Hi all.
Posting a new thread to discuss this as the original is getting a bit long now.
Last night our 3rd party data centre suffered a total power outage.
We have found out this morning that the owners of the data centre had contractors in doing some maintenance. They failed to notify us of this work.
During that work it appears that the contractors killed all power to the centre which was just like hitting the big red fire button in the centre. That action caused all power to all services to die including the generaters and ups. Failover couldnt work as the power to everything was killed. We believe that this was human error however we are awaiting a full report from our suppliers.
Having said that, not all services can be automatically failed over. DB's etc have to be failed over manually to ensure that data integrity is maintained. As we were unaware that this work was taking place we did not have any one on standby to react. Thankfully our incident management processes and call out system kicked in very effectively. We had engineers on site within about 20 mins and 97% of services were back up and running in around 4 hours.

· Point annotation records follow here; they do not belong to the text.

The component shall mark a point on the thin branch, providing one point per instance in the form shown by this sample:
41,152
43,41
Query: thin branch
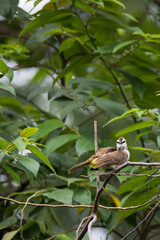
146,217
80,225
84,230
94,219
76,206
25,205
124,174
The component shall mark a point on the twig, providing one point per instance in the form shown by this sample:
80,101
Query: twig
94,219
150,180
123,174
21,222
103,187
76,206
96,149
80,225
150,212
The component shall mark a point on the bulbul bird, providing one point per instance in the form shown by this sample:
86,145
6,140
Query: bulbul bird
106,157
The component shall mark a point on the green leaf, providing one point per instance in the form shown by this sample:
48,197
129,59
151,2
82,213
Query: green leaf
84,145
109,106
135,127
3,67
7,88
118,3
29,163
11,172
64,107
64,195
82,195
66,44
40,155
20,144
124,115
59,141
137,83
10,75
5,70
137,199
2,154
47,16
47,127
8,222
158,141
146,150
63,237
10,235
3,143
38,91
28,132
131,17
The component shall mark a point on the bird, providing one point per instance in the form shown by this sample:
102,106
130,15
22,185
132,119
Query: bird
106,157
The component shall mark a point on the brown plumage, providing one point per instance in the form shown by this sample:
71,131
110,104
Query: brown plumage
105,157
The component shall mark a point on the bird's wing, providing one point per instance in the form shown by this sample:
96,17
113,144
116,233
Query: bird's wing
101,152
112,158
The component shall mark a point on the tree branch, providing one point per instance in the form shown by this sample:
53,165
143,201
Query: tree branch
146,217
95,205
77,206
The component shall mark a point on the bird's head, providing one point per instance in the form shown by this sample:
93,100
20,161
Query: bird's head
121,144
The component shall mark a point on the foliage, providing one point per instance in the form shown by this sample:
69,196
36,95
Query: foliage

We experienced intermittent timeouts with IMAP and webmail for a period but this was identified and resolved. This was due to the servers coming back on-line before the network to the other data centre. This meant that half of the servers failed to mount the storage correctly but the servers in the other data centre were working correctly.
I'll reiterate that this was a catastrophic failure which we believe was caused by human error. All the resiliency in the world could not have prevented this situation. However the swiftness of our reaction ensured that this was resolved in super quick time.
We currently have a case open with our suppliers pursuing this issue. We will not be able to report fully on their findings due to the nature of our contract with them but we will share as much information as we possibly can.
Where we did fall down on this one was the lack of call out for the Comms team and the fact that due to this we failed to communicate effectively. We could have used the UserGroup site and TBB to post information, but as we were all blissfully unaware that this had happned until I got in at 0800 this morning we failed to communicate effectively. I am dealing with that aspect internally this morning.
I'll post with updates as soon as I get them.